1 日野市の規模と背景(平成12年時点)
人口 約16.5万人 世帯 約7万世帯
面積 27.53平方キロメートル
都心から30キロの三多摩地区に位置し、首都圏のベッドタウンとして発展している都市です。
多摩地区のごみは、一部を除いて二ツ塚最終処分場へ埋め立てを行っていますが、この処分場がこのままでは、平成25年には満杯になってしまいます。次の処分場候補地はなく、多摩地区で深刻な問題となっています。そういった背景からも、多摩地区は、全国的に見ても、ごみ問題への取り組みが非常に活発な地域です。
2 なぜ「ごみ改革」をしたか?
日野市においてなぜ改革が必要であったか?その主な要因は次の二つです。
(1)ごみ量が非常に多く、リサイクルも進んでいない
平成9年度における不燃ごみ量は多摩地区で最も多く、ワースト1
リサイクル率も最も低く、ワースト1
(2)最終処分場への配分搬入量の超過 (搬入停止、追徴金発生の危惧)
日野市のごみは、清掃工場で中間処理(焼却、破砕)した後、東京都日の出町にある二ツ塚最終処分場に埋め立てをしています。この処分場は、日野市を含めた多摩地区の25市1町で負担金を出し合い運営している、東京都三多摩廃棄物広域処分組合が所有しているものです。平成25年には満杯になってしまうこの処分場では、各市町村ごとに配分量(埋め立てできる量)が厳しく決められています。
日野市では、ごみの増加に伴って最終処分量も増加し、平成10年度には、最終処分場の配分量を上回り、現状のままでは、数年後に億単位の追徴金を支払わなければならない危惧がありました。
3 市民提案を反映した「ごみ改革」を決定するまでの経緯
日野市民は、もともと環境問題についての意識が高く、平成6年には市民から「環境基本条例」制定の直接請求があり、平成7年に条例を制定しました。
また、市民委員が参加する「廃棄物減量等推進審議会」において、平成7年と9年に「ダストボックスの廃止、収集費用の有料化など」の答申が出されたが、この時点では市民合意が得られず実施には至りませんでした。この後もごみ問題は、さらに悪化しました。
平成11年には、「環境基本計画」を市民と行政の協働作業で策定するため、市民参画を呼びかけ、109名の市民と検討を行いました。
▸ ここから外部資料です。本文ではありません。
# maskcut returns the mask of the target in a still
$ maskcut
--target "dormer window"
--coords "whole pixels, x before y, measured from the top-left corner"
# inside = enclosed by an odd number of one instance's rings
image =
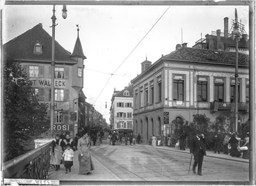
[[[125,91],[124,92],[124,96],[129,96],[130,95],[130,93],[129,92],[129,91]]]
[[[38,41],[36,41],[36,43],[34,45],[34,54],[42,54],[42,44]]]

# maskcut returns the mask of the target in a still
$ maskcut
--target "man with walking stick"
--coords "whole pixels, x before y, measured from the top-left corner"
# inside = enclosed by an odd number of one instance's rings
[[[204,155],[206,155],[204,135],[196,134],[191,139],[189,145],[190,153],[194,156],[194,164],[193,172],[196,174],[196,167],[198,166],[197,174],[202,176],[202,166],[203,164]],[[190,166],[189,166],[190,168]]]

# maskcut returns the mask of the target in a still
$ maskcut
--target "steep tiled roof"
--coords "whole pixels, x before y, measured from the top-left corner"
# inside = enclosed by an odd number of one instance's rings
[[[42,53],[34,54],[34,45],[38,42],[42,45]],[[3,46],[4,56],[13,59],[47,59],[52,58],[52,36],[46,32],[42,24],[9,41]],[[72,61],[70,52],[55,41],[55,59]]]
[[[213,50],[209,49],[199,49],[183,47],[171,52],[163,58],[168,59],[181,59],[183,63],[186,61],[198,61],[214,64],[236,64],[236,52]],[[239,65],[249,66],[249,55],[239,53],[238,63]]]
[[[71,54],[72,57],[79,57],[83,59],[86,59],[86,57],[84,55],[83,52],[82,45],[81,44],[80,39],[79,36],[76,42],[75,47],[74,48],[73,53]]]
[[[129,96],[124,96],[124,92],[127,90],[129,92]],[[129,86],[128,87],[125,88],[125,89],[122,89],[122,91],[119,91],[118,93],[113,95],[113,97],[133,97],[133,85],[132,84]]]

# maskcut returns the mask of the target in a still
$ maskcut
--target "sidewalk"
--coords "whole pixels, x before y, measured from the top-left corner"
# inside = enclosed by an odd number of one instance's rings
[[[133,145],[134,145],[134,144],[133,144]],[[173,146],[168,147],[168,146],[157,146],[153,147],[151,145],[146,144],[136,144],[135,145],[136,146],[145,146],[147,148],[159,148],[159,149],[164,150],[177,151],[177,152],[180,152],[180,153],[190,153],[189,148],[186,148],[185,150],[180,150],[175,149],[175,148],[173,147]],[[248,159],[244,159],[242,157],[243,153],[240,157],[234,157],[230,156],[230,155],[223,154],[222,152],[221,152],[221,153],[219,154],[218,153],[214,153],[213,151],[207,150],[206,155],[209,157],[218,158],[218,159],[221,159],[249,163]]]

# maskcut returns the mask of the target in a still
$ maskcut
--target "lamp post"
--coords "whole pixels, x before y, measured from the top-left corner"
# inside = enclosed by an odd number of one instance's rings
[[[235,93],[235,118],[236,118],[236,133],[237,134],[238,125],[238,41],[239,40],[240,34],[237,25],[237,13],[235,9],[235,24],[233,33],[236,37],[236,93]]]
[[[62,17],[67,18],[66,5],[63,5],[62,10]],[[55,4],[53,5],[52,16],[51,17],[52,24],[52,61],[51,61],[51,137],[52,137],[53,124],[54,120],[54,72],[55,72],[55,21],[56,20],[55,16]]]

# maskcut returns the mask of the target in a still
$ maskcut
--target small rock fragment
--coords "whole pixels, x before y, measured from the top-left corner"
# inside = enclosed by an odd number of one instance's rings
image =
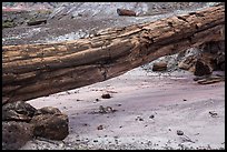
[[[102,130],[103,129],[103,125],[99,125],[98,128],[97,128],[97,130]]]
[[[184,132],[180,130],[177,130],[177,135],[184,135]]]
[[[111,95],[110,95],[109,93],[107,93],[107,94],[102,94],[101,98],[102,98],[102,99],[110,99]]]

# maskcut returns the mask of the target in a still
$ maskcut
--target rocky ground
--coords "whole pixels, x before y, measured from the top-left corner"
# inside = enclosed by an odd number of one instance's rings
[[[37,139],[21,149],[225,149],[225,82],[201,85],[194,77],[184,71],[159,75],[138,68],[28,101],[36,108],[60,109],[69,115],[70,130],[62,141]],[[110,99],[101,97],[106,93]]]
[[[76,40],[106,28],[155,21],[217,3],[29,4],[4,6],[3,23],[13,26],[2,29],[3,45]],[[138,16],[119,17],[117,8],[134,10]],[[40,19],[47,23],[27,24]],[[69,135],[62,141],[31,140],[21,150],[225,149],[225,81],[198,84],[191,72],[176,67],[186,54],[179,57],[154,61],[167,61],[165,72],[154,72],[151,62],[105,82],[28,101],[37,109],[55,107],[66,113]]]

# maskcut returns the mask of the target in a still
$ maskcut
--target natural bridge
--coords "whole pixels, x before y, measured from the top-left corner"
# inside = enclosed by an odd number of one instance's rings
[[[95,37],[2,47],[2,104],[118,77],[160,57],[224,40],[225,7],[108,29]]]

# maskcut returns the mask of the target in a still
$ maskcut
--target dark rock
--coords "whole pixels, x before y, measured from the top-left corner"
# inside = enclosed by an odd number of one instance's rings
[[[119,16],[136,17],[136,12],[132,11],[132,10],[117,9],[117,13],[118,13]]]
[[[2,107],[2,120],[29,122],[36,111],[37,109],[23,101],[7,103]]]
[[[182,70],[195,71],[196,57],[189,55],[178,63],[178,68]]]
[[[57,108],[45,107],[45,108],[38,109],[37,112],[34,113],[34,115],[39,115],[39,114],[61,114],[61,111]]]
[[[63,140],[69,134],[69,120],[66,114],[39,114],[34,115],[30,123],[34,125],[34,136]]]
[[[111,95],[110,95],[109,93],[107,93],[107,94],[102,94],[101,98],[102,98],[102,99],[110,99]]]
[[[97,130],[102,130],[103,129],[103,125],[99,125],[98,128],[97,128]]]
[[[184,135],[184,132],[181,130],[177,130],[177,135]]]
[[[33,128],[26,122],[2,122],[2,150],[18,150],[32,139]]]
[[[213,69],[210,68],[210,65],[208,65],[201,60],[196,61],[195,72],[194,72],[195,75],[201,77],[201,75],[208,75],[211,73],[213,73]]]
[[[29,22],[27,22],[28,26],[37,26],[37,24],[42,24],[42,23],[47,23],[46,19],[42,20],[30,20]]]
[[[154,119],[155,118],[155,115],[154,114],[151,114],[150,116],[149,116],[149,119]]]
[[[167,63],[166,62],[156,62],[152,65],[152,71],[166,71],[167,70]]]

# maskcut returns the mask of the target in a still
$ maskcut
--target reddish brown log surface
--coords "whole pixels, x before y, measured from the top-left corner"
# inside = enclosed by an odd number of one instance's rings
[[[96,37],[2,49],[2,103],[105,81],[162,55],[224,39],[225,7],[98,32]]]

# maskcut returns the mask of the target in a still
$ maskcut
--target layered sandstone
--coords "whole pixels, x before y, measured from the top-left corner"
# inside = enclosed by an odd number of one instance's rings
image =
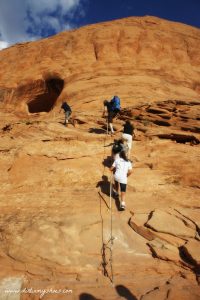
[[[145,17],[0,52],[1,299],[199,299],[198,45],[198,29]],[[115,129],[136,128],[124,212],[100,101],[116,91]]]
[[[1,101],[34,113],[65,98],[95,108],[113,94],[126,105],[198,100],[199,48],[199,29],[155,17],[62,32],[0,52]]]

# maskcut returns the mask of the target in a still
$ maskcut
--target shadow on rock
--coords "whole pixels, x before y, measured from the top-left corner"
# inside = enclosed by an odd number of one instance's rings
[[[105,133],[105,129],[103,129],[103,128],[90,128],[89,133],[103,134],[103,133]]]
[[[121,297],[127,300],[137,300],[137,298],[124,285],[116,285],[115,289]]]
[[[80,300],[100,300],[100,299],[92,296],[91,294],[87,294],[87,293],[80,294],[79,299]]]

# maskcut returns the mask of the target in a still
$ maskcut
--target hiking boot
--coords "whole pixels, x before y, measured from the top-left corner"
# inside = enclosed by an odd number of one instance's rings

「収集方法の変更」「収集費用の有料化」などについても議論し、市民提案を含めた市民の言葉(思い)をそのまま計画に載せました。
再度「廃棄物減量等推進審議会」から「収集費用の有料化」について答申を得て、平成12年3月の定例市議会において、「収集方法の変更や収集費用の住民負担」を内容とする条例改正がなされました。
4 ごみ減量・リサイクルを進めるための方策
(1)収集方式の見直し ダストボックス収集方式から原則戸別収集方式へ
昭和44年に導入したダストボックス方式は、「24時間いつでも何でも出せる」市民にとっては便利な方法でした。一方、分別・資源化に不適当、設置場所周辺の生活環境が悪化、交通の支障になるなどの問題点がありました。
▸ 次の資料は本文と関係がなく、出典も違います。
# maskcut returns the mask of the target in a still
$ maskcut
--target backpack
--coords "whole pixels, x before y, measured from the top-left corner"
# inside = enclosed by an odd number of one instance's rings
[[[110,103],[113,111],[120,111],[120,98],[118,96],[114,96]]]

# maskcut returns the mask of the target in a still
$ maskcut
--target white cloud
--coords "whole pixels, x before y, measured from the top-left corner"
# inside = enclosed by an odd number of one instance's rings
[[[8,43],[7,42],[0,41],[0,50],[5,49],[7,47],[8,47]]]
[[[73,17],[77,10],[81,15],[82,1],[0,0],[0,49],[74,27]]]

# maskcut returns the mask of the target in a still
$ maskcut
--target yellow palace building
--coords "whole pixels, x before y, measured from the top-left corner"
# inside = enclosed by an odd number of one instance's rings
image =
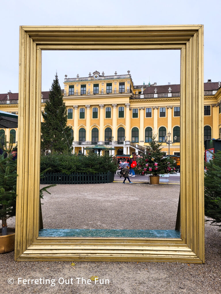
[[[74,152],[105,145],[115,148],[110,151],[113,155],[137,153],[155,135],[168,154],[164,137],[169,133],[174,143],[170,144],[170,154],[179,155],[180,85],[136,86],[130,72],[105,76],[96,71],[71,78],[65,75],[62,91]],[[221,139],[221,86],[210,80],[204,83],[204,139]],[[49,93],[42,92],[42,111]],[[0,110],[17,114],[18,98],[18,93],[10,91],[0,94]],[[1,128],[0,123],[0,136],[11,135],[15,143],[17,129]]]

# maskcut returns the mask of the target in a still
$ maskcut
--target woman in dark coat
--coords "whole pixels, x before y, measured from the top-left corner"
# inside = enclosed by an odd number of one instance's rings
[[[123,184],[124,184],[125,183],[125,181],[126,181],[126,179],[127,179],[129,182],[129,183],[130,184],[132,184],[133,182],[131,181],[131,180],[129,178],[129,177],[128,176],[129,174],[128,173],[128,169],[129,168],[129,166],[128,166],[126,167],[124,167],[123,169],[122,170],[122,174],[124,178],[124,179],[123,182]]]

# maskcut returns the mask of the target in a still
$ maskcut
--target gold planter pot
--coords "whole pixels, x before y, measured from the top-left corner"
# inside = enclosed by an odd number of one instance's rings
[[[150,176],[150,182],[151,185],[159,185],[160,182],[160,176]]]
[[[6,253],[14,250],[15,229],[8,228],[8,235],[2,236],[1,229],[0,229],[0,253]]]

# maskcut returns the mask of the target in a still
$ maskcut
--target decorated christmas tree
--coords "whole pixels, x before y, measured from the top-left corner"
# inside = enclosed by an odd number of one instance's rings
[[[169,156],[164,157],[160,147],[162,142],[156,140],[155,136],[150,143],[150,146],[142,157],[137,158],[136,169],[138,174],[149,174],[158,176],[165,173],[174,173],[176,162]]]
[[[67,110],[57,73],[49,98],[42,112],[42,151],[44,153],[50,150],[51,154],[70,152],[73,141],[71,128],[67,125]]]

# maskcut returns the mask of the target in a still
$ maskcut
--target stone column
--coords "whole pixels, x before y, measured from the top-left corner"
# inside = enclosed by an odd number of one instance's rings
[[[159,106],[153,106],[154,109],[154,135],[157,133],[157,119],[158,118],[158,109]],[[154,134],[153,134],[153,137]]]
[[[173,141],[173,132],[172,130],[172,109],[173,106],[172,105],[167,106],[167,133],[170,132],[171,133],[171,141]]]
[[[112,116],[112,126],[113,128],[113,135],[114,141],[117,141],[117,104],[112,104],[113,115]]]
[[[78,134],[77,132],[77,121],[78,114],[77,111],[78,105],[73,105],[74,107],[74,141],[78,141]]]
[[[99,132],[99,141],[104,141],[104,105],[99,104],[100,107],[100,131]]]
[[[141,145],[143,145],[144,143],[144,106],[139,107],[140,109],[140,140]]]
[[[219,138],[219,104],[212,104],[212,138]],[[212,109],[211,110],[212,111]],[[211,113],[212,115],[212,113]]]
[[[90,105],[85,105],[86,111],[86,138],[85,141],[90,141]]]
[[[126,141],[130,141],[130,103],[126,103]]]

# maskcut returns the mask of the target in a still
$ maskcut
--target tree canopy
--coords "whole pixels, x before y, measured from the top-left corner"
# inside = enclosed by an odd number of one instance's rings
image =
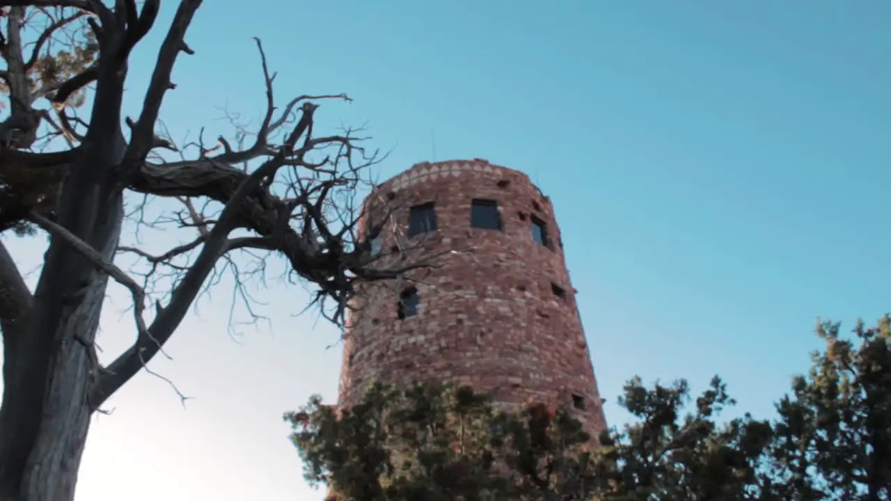
[[[825,348],[771,420],[721,420],[736,402],[716,376],[695,398],[683,380],[632,379],[632,421],[597,440],[569,409],[499,408],[441,382],[377,382],[350,408],[316,396],[285,420],[307,480],[338,501],[887,500],[889,318],[817,334]]]
[[[186,34],[201,4],[178,2],[133,117],[122,110],[128,60],[160,0],[0,7],[0,234],[49,238],[33,290],[0,242],[2,501],[72,498],[90,416],[163,353],[224,274],[252,315],[245,283],[262,285],[278,257],[283,278],[309,284],[326,316],[342,322],[358,283],[429,263],[407,245],[371,255],[367,236],[389,215],[360,230],[356,196],[384,156],[359,130],[315,127],[322,103],[346,94],[280,101],[259,39],[258,126],[207,138],[191,124],[200,132],[179,144],[165,134],[162,104],[180,56],[195,53]],[[125,227],[166,238],[122,239]],[[102,359],[94,341],[109,279],[132,297],[134,341]]]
戸別収集方式に変更後は、敷地内に出すことで、排出者が収集されるまで管理するようになりました。ダストボックスと違って目につくので、分別も徹底されるようになりました。とくに、資源物を戸別収集することにより、重い新聞などを拠点まで運ばなくてもよくなり、出しやすくなりました。
(2)収集費用の住民負担 有料指定袋制による有料化
ごみ出しには、市が指定する有料ごみ袋を使用していただくことになりました。ごみを減らせば減らすほど負担が少なくてすむ、分別をして資源物にまわすと負担が少なくてすむということから、ごみ減量に効果的な経済的手法として導入しました。
このごみ袋の価格は、全国的に見ても、トップランクに位置する高さです。この価格は、最もごみ減量に効果的だと考えられる価格として、設定したものです。1世帯当たり月500円の負担だと、負担になりすぎず、かつ、ある程度負担に感じてもらえる額だと見込みました。
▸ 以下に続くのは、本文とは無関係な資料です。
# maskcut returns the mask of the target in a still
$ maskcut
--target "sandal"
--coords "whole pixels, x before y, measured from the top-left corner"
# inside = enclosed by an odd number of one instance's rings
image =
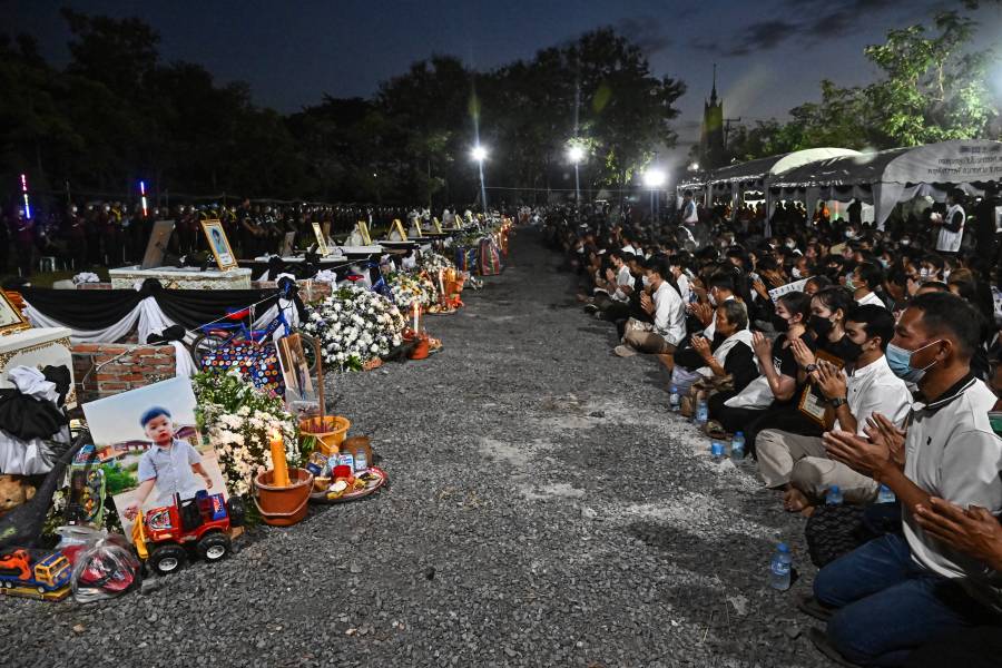
[[[710,439],[716,439],[718,441],[727,439],[727,430],[725,430],[724,425],[716,420],[710,420],[703,429]]]
[[[797,610],[818,621],[828,621],[835,615],[835,608],[829,608],[813,596],[800,597],[800,600],[797,601]]]

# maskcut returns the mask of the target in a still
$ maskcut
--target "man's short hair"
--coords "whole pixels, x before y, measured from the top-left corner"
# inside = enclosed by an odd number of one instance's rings
[[[951,292],[918,295],[908,310],[922,312],[922,326],[931,336],[950,334],[956,340],[961,356],[970,360],[981,343],[981,314]]]
[[[887,344],[894,338],[894,315],[876,304],[856,306],[845,316],[846,321],[853,321],[863,325],[867,338],[881,337],[881,350],[886,351]]]
[[[859,271],[859,278],[866,282],[870,289],[877,287],[884,281],[884,269],[880,265],[863,262],[856,268]]]
[[[143,418],[139,419],[139,426],[146,429],[147,423],[154,418],[159,418],[160,415],[166,415],[168,420],[170,420],[170,411],[163,406],[154,406],[143,413]]]
[[[727,322],[737,327],[738,332],[748,327],[748,308],[744,302],[737,299],[727,299],[723,304],[717,305],[717,311],[724,312]]]

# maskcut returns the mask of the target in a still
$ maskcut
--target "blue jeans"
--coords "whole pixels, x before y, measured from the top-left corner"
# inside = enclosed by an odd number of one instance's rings
[[[828,640],[863,666],[903,666],[911,651],[990,618],[956,582],[912,560],[908,543],[888,533],[823,568],[815,598],[838,611]]]

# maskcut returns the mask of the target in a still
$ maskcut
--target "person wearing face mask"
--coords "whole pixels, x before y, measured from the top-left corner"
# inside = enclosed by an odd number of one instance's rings
[[[768,407],[748,406],[745,404],[746,396],[737,392],[719,392],[709,400],[710,418],[719,421],[725,431],[744,431],[745,444],[752,454],[755,454],[759,430],[780,429],[788,420],[799,423],[799,412],[793,405],[799,395],[799,381],[792,342],[803,340],[814,348],[814,336],[805,326],[809,313],[811,298],[807,295],[802,292],[786,293],[776,299],[773,316],[773,326],[779,331],[779,336],[770,342],[762,332],[752,335],[752,350],[773,395]]]
[[[884,306],[884,302],[874,291],[884,279],[884,272],[872,262],[863,262],[856,265],[852,276],[846,281],[845,286],[853,291],[853,298],[856,304],[865,306],[873,304],[874,306]]]
[[[964,212],[962,204],[962,190],[952,190],[946,196],[946,214],[942,217],[932,219],[932,224],[940,228],[936,237],[937,253],[956,253],[960,250],[961,242],[964,238],[964,224],[967,214]]]
[[[883,306],[856,306],[845,321],[846,338],[856,346],[846,372],[821,361],[811,380],[835,412],[835,430],[865,438],[864,428],[874,413],[901,426],[911,407],[911,395],[884,357],[894,336],[894,318]],[[809,511],[838,485],[848,503],[876,499],[880,485],[872,478],[828,459],[821,438],[779,431],[758,434],[758,470],[766,487],[782,489],[790,512]]]
[[[654,322],[626,327],[622,345],[613,351],[620,357],[631,357],[637,353],[654,354],[669,370],[674,366],[672,354],[686,336],[686,308],[681,296],[668,282],[670,275],[666,258],[648,262],[647,286],[640,295],[640,308]]]
[[[916,518],[937,498],[1002,511],[1002,439],[989,422],[995,395],[971,374],[976,313],[949,293],[916,297],[895,325],[887,363],[918,383],[901,430],[878,413],[866,439],[825,434],[831,459],[885,484],[902,505],[903,533],[888,533],[824,567],[815,602],[829,615],[816,645],[859,665],[902,665],[926,639],[998,625],[1002,591],[992,571],[927,532]]]

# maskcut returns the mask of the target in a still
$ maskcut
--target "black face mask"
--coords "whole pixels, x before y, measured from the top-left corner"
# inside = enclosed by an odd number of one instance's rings
[[[811,320],[807,322],[811,325],[811,328],[814,330],[814,333],[821,338],[827,338],[828,334],[832,333],[832,328],[835,326],[832,321],[819,315],[812,315]]]
[[[848,336],[843,337],[842,342],[842,356],[848,364],[855,364],[856,360],[863,354],[863,346],[858,343],[849,341]]]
1世帯あたり月500円の負担÷12回(可燃・不燃)=約40円(中袋20リットル)
家庭系ごみ袋
- ミニ袋(5リットル相当) 1セット(10枚) 100円
- 小袋(10リットル相当) 1セット(10枚) 200円
- 中袋(20リットル相当) 1セット(10枚) 400円
- 大袋(40リットル相当) 1セット(10枚) 800円
※ミニ袋は、平成13年4月から、市民の要望により用意しました。
5 改革導入の手法
「ごみ改革」を成功させるためには、市民の合意形成が不可欠でした。
(1)説明会の実施
平成11年5月~平成12年9月まで、市長を先頭にした説明会や早朝駅頭での訴えなど、延べ600回以上の説明会を実施し、約3万人の市民に直接説明し、理解と協力を求めました。説明会では、「環境基本計画」の策定に関わるなど、環境活動に積極的な市民から「ごみの減量にはダストボックスを廃止し有料化が必要」「自分たちのライフスタイルを見直そう」などの発言があるなど、市民間で啓発する場面がしばしば見受けられ、このような市民の後押しが、市民の合意形成に効果的でした。
(2)広報紙や情報誌を通じてのPR
「広報ひの平成12年5月15日号」のごみ改革特集では、「ダストボックスを廃止し、原則戸別収集に変わります」を広報しました。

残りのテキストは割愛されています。